Because I volunteered at a food pantry when I was in college, and saw that their clientele was mostly senior citizens, I like to get low-salt or sugar-free items. Non-peanut sandwich spreads are also needed, and rarely donated.

I read a while back, “You don’t want that can of escargot that expired in 2012, and we don’t either.”

Again, food banks are all different and cater to different demographics. Just call the one by you and ask.

You can use evaporated milk as baby formula, with a little sugar added, in a pinch. That’s what my sibs and I got when we were babies, although it’s not recommended for long-term use nowadays.

The recipe is IIRC 1 can of evaporated milk and 1 can of water, and add 2 teaspoonfuls of sugar. My mother used dark Karo syrup but any sugar other than honey is fine.

I agree. The argument is often made that food banks can buy a lot more with your monetary donation than you ever could yourself, but that’s often irrelevant. The more pertinent point is that it’s often a choice between getting food donations or getting nothing.

There are many reasons that people end up with perfectly usable, nutritious food that they’re willing to donate, and many reasons that they can’t afford to part with cash. And cash is also subject to abuse, such as inappropriately inflated “administrative salaries” within some charitable organizations.

I have a few large cans of good vegetable soup and some pasta sauce that I’m never going to use that I’m dropping into the food bank bin the next time I visit the local supermarket.
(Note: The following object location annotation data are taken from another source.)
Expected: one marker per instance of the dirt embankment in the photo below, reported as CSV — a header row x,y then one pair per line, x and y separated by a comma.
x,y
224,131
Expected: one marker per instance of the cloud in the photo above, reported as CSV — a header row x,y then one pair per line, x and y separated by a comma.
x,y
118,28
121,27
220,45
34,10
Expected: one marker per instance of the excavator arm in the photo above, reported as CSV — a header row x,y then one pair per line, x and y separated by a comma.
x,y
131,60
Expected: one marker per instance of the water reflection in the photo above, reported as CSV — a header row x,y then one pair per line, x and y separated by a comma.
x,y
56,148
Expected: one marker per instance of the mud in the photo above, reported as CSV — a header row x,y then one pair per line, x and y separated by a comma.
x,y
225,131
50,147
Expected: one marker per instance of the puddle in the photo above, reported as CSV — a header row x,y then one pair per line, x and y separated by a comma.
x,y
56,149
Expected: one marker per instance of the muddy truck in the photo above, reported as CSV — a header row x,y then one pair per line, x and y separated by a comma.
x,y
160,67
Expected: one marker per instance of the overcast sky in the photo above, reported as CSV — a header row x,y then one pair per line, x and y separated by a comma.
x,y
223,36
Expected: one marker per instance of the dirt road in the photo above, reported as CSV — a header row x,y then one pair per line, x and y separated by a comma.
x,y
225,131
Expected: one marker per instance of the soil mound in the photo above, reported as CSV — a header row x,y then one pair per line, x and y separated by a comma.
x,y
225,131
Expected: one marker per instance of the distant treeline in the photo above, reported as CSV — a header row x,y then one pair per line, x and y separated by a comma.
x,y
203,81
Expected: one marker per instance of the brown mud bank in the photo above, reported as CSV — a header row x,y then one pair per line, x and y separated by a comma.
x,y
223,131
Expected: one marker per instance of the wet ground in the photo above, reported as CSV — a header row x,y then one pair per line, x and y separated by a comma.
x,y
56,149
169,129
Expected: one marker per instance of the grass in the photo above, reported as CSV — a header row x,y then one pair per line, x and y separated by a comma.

But these days, if any charitable organization asks me for money, I feel like showing them my household accounts and then demanding that they give me money!

Posters who claimed that most canned foods had “expiration dates’ which they do not. In fact Consumer reports had a whole article on consumers who routinely mixed up “best by” , “use by” and “expiration” dates on products and thus threw out a lot of perfectly good food.

Note a bad rule of thumb.

That is a great guide for telling individuals how long they can safely keep food. Where precisely is the section that tells us what they, the food bank, can accept from us, according to regulation and law?

Remember- canned food generally does NOT have an “expiration date” instead it has a “best by” date.

We know that, you keep ignoring the actual point @Czarcasm is making. Regardless of whether you would eat it or not, and even whether you consider it safe or not, the food bank itself might have rules around what can be donated dependent on the offset from the “best by” date. You can disagree with those rules, but that doesn’t mean they don’t exist. Your links say nothing to dispute that either.

In case you want to argue that that isn’t true, here’s the outline of what the Utah Food Bank will reject based on food dating. A couple of examples are: Canned foods - May be accepted up to 1 year past sell-by or best-by date depending on the condition. Baby food - May be accepted no less than 1 month before sell-by-date.

Also, @muldoonthief was correct in that it’s a shitty move to give things that an individual doesn’t personally think are worthy of consumption.

There is that, and even though the date on the can isn’t about safety, it very much is about quality.

If you want to eat food that’s 18 months past “best-by”, that’s between you and your palate, but dumping it on your local needy population does not get your name written in the Book of Life.

He asked for

Which is way different from what they will accept due to their own internal guidelines.

And you showed=

So, yes, they accept canned goods past their “best by” date.

There is a difference between a can of Smoked Oysters five years past it’s ‘sell by” date- and a can of Campbells soup one month past it. Too many people toss that. Dont toss- donate. But skip the really old stuff, sure.